На берегу, у перетянутого через реку троса, мы скинули с телеги кирку и две лопаты. Потом Евдокимов взял шесть колышков и прямо против водомерной рейки стал вбивать их через небольшие интервалы, поднимаясь от реки по крутому берегу.

Мы с любопытством наблюдали за ним. Евдокимов делал свое дело неторопливо, часто примеряясь к береговому подъему, и мне даже показалось, что он не работает, а колдует.

Забив последний колышек на самом верху речной террасы, начальник довольно потер руки и подошел к шести просмоленным коротким бревнам, привезенным нами накануне. Внимательно осмотрев их, он так же внимательно поглядел в наши лица и неожиданно сказал:

— Вот… Мы сейчас займемся привязкой, а товарищ… товарищ Паздеев выроет для береговых реперов шесть ям. В тех местах, где поставлены колышки. Ясно?

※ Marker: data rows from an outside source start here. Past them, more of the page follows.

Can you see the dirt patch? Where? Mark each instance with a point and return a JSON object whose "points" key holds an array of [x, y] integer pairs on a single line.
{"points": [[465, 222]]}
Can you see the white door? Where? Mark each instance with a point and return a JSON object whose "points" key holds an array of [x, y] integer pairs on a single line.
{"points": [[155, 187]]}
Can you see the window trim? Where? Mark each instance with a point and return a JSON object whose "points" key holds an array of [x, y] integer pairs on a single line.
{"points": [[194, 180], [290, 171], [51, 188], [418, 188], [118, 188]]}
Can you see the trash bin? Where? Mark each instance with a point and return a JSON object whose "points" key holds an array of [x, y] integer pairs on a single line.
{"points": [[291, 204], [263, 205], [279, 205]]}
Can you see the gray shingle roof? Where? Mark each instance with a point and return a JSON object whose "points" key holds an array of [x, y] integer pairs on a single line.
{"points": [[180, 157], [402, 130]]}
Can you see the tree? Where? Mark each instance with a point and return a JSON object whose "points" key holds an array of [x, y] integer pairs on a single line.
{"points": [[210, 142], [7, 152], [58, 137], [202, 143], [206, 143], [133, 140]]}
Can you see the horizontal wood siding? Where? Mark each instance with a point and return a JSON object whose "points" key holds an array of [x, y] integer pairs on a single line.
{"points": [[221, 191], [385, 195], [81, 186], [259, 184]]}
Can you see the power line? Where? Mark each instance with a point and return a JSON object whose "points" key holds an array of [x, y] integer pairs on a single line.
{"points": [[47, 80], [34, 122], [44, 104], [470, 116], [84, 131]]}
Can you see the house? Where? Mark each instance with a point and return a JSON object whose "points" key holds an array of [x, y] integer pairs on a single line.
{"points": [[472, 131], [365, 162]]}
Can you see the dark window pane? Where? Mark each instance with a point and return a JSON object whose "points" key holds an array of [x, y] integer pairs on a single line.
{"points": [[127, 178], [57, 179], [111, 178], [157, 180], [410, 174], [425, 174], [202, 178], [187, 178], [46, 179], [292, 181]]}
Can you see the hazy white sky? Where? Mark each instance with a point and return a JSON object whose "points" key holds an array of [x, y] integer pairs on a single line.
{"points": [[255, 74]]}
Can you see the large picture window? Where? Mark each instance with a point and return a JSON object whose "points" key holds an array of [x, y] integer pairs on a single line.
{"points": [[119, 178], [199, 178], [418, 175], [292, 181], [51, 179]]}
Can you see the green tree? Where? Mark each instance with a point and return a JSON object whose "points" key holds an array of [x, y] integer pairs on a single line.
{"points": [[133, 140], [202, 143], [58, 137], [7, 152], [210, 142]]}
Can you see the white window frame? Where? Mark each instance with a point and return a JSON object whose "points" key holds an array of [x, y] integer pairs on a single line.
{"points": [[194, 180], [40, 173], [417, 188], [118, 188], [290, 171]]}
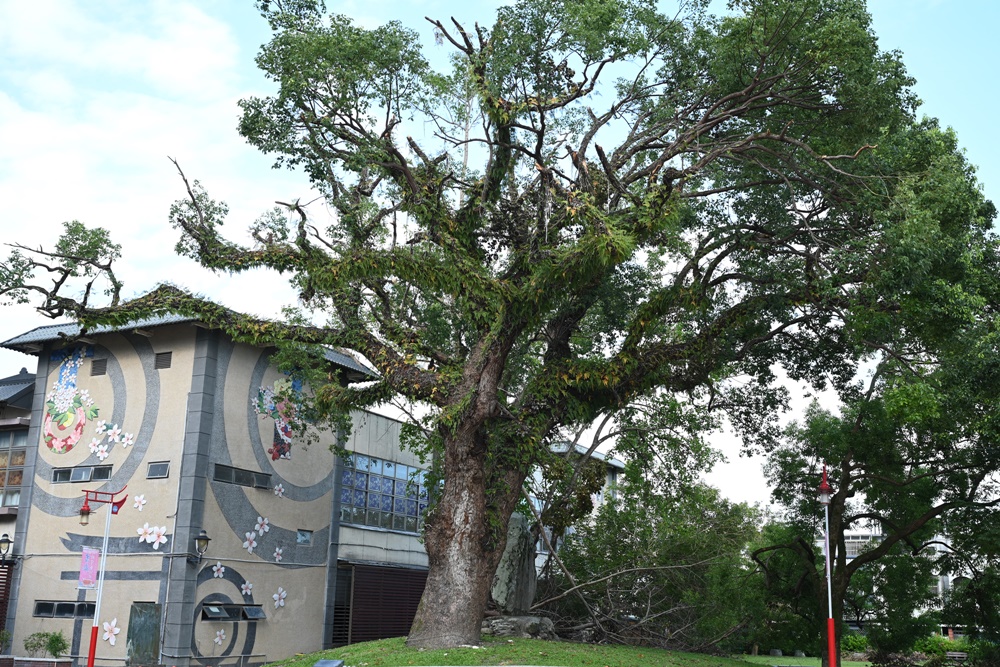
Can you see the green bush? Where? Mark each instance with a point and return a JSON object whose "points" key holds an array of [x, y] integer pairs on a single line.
{"points": [[984, 653], [854, 643], [938, 645], [54, 643]]}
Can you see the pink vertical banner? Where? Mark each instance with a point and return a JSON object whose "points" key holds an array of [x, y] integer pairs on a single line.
{"points": [[89, 563]]}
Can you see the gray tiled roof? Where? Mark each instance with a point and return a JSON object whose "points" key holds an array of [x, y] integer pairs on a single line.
{"points": [[561, 447], [57, 331], [26, 342], [17, 387]]}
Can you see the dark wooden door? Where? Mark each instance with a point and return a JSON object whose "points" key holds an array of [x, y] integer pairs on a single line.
{"points": [[143, 647]]}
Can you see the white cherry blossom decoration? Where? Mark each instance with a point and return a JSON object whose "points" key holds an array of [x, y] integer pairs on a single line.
{"points": [[159, 536], [110, 630], [145, 533]]}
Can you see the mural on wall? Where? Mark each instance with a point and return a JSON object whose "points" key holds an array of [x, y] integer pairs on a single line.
{"points": [[155, 535], [111, 630], [275, 402], [67, 409]]}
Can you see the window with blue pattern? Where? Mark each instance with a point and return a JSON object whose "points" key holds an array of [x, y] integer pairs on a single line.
{"points": [[383, 494]]}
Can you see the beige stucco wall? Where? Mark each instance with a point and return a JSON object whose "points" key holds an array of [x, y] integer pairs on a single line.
{"points": [[50, 559], [153, 405]]}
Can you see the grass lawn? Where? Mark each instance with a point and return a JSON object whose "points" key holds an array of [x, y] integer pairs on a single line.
{"points": [[394, 653], [791, 660]]}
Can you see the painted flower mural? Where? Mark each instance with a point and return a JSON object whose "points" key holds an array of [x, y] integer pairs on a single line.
{"points": [[277, 402], [144, 533], [159, 536], [111, 630], [67, 410], [155, 535]]}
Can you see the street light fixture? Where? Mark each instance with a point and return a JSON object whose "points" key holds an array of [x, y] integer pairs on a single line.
{"points": [[99, 497], [201, 546], [825, 494], [5, 544]]}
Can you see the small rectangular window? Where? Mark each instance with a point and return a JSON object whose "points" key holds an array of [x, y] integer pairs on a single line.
{"points": [[251, 478], [162, 360], [253, 613], [158, 470], [213, 612], [46, 609], [65, 610]]}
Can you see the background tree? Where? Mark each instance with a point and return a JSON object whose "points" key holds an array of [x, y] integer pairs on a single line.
{"points": [[666, 571], [516, 277]]}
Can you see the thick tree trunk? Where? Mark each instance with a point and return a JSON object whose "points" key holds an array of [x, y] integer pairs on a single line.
{"points": [[464, 546]]}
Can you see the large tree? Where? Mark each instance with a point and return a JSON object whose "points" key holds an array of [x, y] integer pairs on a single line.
{"points": [[913, 453], [602, 203]]}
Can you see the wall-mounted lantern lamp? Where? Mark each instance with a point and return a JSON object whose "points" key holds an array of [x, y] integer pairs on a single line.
{"points": [[5, 545], [201, 546]]}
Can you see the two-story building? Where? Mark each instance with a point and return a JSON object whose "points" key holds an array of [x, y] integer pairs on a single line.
{"points": [[307, 549]]}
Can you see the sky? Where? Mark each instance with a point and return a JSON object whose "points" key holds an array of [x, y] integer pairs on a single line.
{"points": [[94, 97]]}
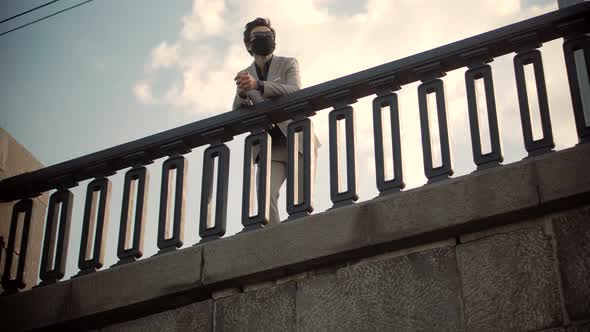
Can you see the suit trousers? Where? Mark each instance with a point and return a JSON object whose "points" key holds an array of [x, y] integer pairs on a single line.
{"points": [[278, 175]]}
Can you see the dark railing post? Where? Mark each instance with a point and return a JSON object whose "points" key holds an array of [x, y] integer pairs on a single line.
{"points": [[13, 285], [572, 45], [432, 84], [175, 162], [95, 226], [257, 149], [137, 177], [300, 200], [57, 237], [528, 55], [342, 112], [386, 97], [494, 157], [217, 230]]}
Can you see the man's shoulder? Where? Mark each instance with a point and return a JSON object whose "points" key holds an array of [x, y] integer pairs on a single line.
{"points": [[284, 58]]}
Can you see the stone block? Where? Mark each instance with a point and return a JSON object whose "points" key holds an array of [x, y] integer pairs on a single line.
{"points": [[38, 307], [579, 328], [453, 203], [509, 282], [194, 317], [572, 233], [285, 244], [419, 291], [136, 282], [563, 173], [267, 309]]}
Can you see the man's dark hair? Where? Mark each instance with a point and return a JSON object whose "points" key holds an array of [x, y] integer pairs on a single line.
{"points": [[259, 22]]}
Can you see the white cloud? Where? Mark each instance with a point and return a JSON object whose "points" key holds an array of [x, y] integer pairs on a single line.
{"points": [[164, 56], [209, 51], [143, 93], [206, 19]]}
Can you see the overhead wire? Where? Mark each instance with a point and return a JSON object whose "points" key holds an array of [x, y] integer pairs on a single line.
{"points": [[45, 17], [28, 11]]}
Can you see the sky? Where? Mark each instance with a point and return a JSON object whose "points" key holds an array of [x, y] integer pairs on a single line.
{"points": [[113, 71]]}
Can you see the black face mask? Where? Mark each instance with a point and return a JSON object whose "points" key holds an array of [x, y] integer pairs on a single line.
{"points": [[263, 45]]}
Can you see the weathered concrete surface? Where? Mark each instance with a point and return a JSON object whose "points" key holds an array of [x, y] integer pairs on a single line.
{"points": [[15, 159], [509, 194], [105, 290], [564, 173], [509, 282], [194, 317], [453, 203], [267, 309], [419, 291], [572, 233], [579, 328]]}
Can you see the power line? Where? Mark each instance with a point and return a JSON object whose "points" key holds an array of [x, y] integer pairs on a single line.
{"points": [[28, 11], [46, 17]]}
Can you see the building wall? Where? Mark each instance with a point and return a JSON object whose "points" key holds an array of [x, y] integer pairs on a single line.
{"points": [[15, 160]]}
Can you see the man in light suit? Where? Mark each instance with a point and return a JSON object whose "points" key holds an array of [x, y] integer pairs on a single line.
{"points": [[267, 77]]}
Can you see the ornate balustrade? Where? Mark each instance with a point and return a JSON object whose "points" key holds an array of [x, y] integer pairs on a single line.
{"points": [[523, 38]]}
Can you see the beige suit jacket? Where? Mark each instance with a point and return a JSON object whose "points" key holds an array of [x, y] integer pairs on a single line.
{"points": [[283, 78]]}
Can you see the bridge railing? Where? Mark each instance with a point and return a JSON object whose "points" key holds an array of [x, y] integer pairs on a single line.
{"points": [[523, 38]]}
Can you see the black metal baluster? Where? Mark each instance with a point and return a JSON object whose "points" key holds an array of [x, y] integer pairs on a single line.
{"points": [[397, 182], [139, 174], [339, 198], [53, 263], [178, 163], [444, 171], [545, 144], [263, 141], [102, 185], [494, 157], [570, 46], [10, 285], [302, 125], [221, 152]]}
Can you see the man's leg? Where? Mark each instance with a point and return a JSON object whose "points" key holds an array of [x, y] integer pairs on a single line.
{"points": [[278, 175]]}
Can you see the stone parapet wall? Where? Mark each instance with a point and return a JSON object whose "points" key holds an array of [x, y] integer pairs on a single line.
{"points": [[504, 249], [530, 276]]}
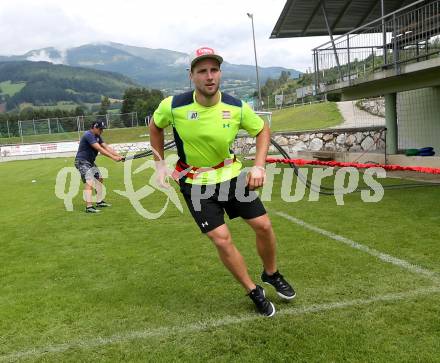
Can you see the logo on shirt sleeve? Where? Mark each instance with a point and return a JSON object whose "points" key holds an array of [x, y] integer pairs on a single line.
{"points": [[226, 115], [193, 115]]}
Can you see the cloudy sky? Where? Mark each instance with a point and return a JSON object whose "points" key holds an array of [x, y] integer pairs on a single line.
{"points": [[170, 24]]}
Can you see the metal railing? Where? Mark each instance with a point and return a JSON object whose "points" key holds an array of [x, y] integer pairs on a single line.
{"points": [[410, 34], [61, 128]]}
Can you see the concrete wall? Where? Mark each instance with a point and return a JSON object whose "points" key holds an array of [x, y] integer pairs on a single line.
{"points": [[418, 115]]}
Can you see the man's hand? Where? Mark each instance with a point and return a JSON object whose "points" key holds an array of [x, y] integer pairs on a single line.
{"points": [[256, 177], [162, 174]]}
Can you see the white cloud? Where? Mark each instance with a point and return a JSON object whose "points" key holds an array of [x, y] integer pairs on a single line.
{"points": [[176, 25]]}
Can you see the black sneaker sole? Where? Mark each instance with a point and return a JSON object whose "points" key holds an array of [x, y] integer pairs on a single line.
{"points": [[284, 297], [273, 307]]}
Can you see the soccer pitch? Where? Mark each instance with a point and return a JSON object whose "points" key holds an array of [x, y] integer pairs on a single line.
{"points": [[117, 287]]}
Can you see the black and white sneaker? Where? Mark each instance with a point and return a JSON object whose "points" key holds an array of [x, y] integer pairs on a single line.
{"points": [[103, 204], [283, 288], [263, 305]]}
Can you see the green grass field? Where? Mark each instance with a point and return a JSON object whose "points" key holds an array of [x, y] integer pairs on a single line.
{"points": [[117, 287], [307, 117]]}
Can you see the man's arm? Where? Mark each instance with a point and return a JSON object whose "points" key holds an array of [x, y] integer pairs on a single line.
{"points": [[157, 142], [104, 151], [257, 174]]}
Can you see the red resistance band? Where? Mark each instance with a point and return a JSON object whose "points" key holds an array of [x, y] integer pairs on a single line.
{"points": [[192, 172], [419, 169]]}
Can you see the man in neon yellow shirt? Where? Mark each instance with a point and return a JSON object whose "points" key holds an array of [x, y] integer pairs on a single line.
{"points": [[205, 123]]}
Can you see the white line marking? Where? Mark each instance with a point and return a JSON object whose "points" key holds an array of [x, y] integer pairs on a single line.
{"points": [[209, 324], [380, 255]]}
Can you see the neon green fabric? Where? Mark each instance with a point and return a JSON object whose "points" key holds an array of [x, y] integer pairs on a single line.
{"points": [[207, 133]]}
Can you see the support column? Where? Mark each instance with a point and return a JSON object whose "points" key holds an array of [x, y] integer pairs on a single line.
{"points": [[391, 122]]}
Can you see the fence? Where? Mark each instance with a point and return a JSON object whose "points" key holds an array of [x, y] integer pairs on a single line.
{"points": [[410, 34], [57, 129]]}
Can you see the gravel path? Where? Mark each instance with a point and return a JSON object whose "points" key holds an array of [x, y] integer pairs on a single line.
{"points": [[354, 117]]}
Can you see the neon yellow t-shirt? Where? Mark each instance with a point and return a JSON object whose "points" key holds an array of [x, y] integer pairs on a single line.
{"points": [[204, 135]]}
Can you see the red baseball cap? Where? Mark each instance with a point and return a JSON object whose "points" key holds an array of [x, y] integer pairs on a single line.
{"points": [[204, 53]]}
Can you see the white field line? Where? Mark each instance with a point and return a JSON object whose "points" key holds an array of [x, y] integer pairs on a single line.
{"points": [[371, 251], [209, 324]]}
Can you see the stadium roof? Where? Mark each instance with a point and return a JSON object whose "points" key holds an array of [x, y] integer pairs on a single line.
{"points": [[304, 18]]}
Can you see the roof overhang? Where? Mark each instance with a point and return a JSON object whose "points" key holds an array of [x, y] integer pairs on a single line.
{"points": [[305, 18]]}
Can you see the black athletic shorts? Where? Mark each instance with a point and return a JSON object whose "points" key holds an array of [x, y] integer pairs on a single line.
{"points": [[207, 203], [87, 170]]}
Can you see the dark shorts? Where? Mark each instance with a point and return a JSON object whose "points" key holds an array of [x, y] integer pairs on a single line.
{"points": [[207, 203], [87, 170]]}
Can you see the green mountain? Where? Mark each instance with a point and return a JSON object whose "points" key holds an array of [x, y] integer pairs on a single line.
{"points": [[44, 83], [155, 68]]}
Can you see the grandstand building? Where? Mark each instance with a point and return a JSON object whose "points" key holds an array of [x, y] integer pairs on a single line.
{"points": [[377, 48]]}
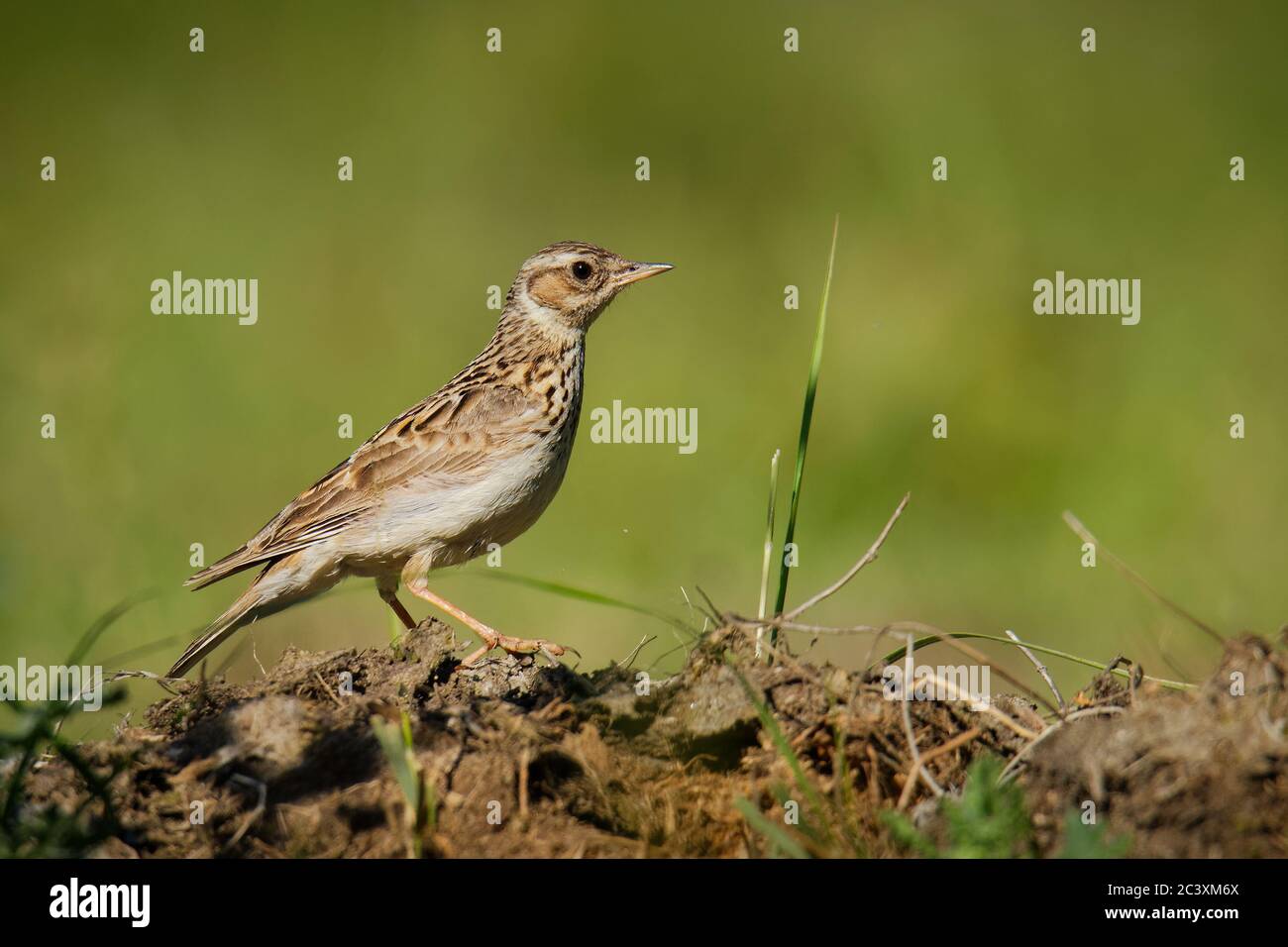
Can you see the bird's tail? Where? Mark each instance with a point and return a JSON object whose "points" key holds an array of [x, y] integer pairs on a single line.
{"points": [[241, 612]]}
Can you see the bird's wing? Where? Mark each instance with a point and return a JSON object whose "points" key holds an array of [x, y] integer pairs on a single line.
{"points": [[451, 438]]}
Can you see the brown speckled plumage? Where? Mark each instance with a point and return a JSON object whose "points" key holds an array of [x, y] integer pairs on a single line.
{"points": [[473, 464]]}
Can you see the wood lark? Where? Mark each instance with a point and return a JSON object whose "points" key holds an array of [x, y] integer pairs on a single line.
{"points": [[476, 463]]}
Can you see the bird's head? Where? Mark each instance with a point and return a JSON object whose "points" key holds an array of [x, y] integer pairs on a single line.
{"points": [[567, 285]]}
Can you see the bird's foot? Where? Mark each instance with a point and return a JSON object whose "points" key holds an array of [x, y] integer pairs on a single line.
{"points": [[515, 646]]}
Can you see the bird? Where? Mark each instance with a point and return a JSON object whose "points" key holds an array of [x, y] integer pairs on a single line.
{"points": [[475, 464]]}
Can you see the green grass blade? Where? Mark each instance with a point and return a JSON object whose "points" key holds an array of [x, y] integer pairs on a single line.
{"points": [[782, 745], [776, 835], [806, 418], [894, 656], [584, 595], [769, 545]]}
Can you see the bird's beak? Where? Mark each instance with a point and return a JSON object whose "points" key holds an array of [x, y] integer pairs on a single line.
{"points": [[635, 272]]}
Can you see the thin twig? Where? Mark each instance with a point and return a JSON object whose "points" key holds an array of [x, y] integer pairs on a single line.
{"points": [[1042, 671], [854, 570], [630, 659], [769, 548], [1016, 761], [912, 737], [1085, 534]]}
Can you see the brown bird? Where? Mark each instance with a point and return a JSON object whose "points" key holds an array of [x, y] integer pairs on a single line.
{"points": [[476, 463]]}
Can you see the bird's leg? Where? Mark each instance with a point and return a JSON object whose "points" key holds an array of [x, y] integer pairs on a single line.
{"points": [[390, 596], [490, 637]]}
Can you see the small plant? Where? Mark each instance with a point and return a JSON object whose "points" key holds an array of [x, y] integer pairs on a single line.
{"points": [[988, 821], [52, 831], [825, 826], [421, 812]]}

У меня потемнело в глазах от обиды. Конечно, кто же, кроме Паздеева, может копать ямы… Они займутся привязкой, а Костюха — ройся в земле. Кому же еще… От запершившей в горле злости и жалости к себе я даже не сказал обычное: «Ясно».

Очевидно, выражение моего лица так изменилось, что даже Гошка при всем его восторге перед предстоящей ему ролью заметил это. Ему, видимо, стало жалко меня.

— А чего их копать… — неуверенно вступился он. — Может, не надо…

— Надо, — сухо отрезал Евдокимов и уже мягче пояснил. — При сильных дождях уровень воды поднимется и мы не сможем подойти к рейке, а в ледоход ее вообще снесет. Когда в паводок зальет первый репер, мы сможем подойти, смерить толщину слоя воды над ним, а отсюда и вычислить абсолютную отметку уровня воды. Если уровень воды еще поднимется и зальет второй репер — мы будем пользоваться им. В общем, с поднятием уровня воды река будет разливаться и нам надо иметь заранее подготовленные точки для замера. В весенний паводок, я полагаю, нам придется пользоваться пятым репером. Вот таким образом…

Голос Евдокимова казался мне сейчас особенно скрипучим и нудным.

— Ясно? — опять спросил он.

— Ясно… — сказал Гошка и снова жалостливо посмотрел на меня.

Несмотря на клокотавшие во мне обиду и злость, я постарался как можно равнодушнее кивнуть и молча отправился за лопатой и киркой. Когда я свирепо отвалил первый ком глины, Евдокимов наставительно пояснил:

— Ямы рыть глубиной не менее метра. Сваи закапывать так, чтобы от поверхности земли выступало не более тридцати сантиметров. — Он помолчал и тихо добавил: — Сваи закапывать просмоленным концом вниз.

— Ладно… — не поднимая головы, заставил себя откликнуться я.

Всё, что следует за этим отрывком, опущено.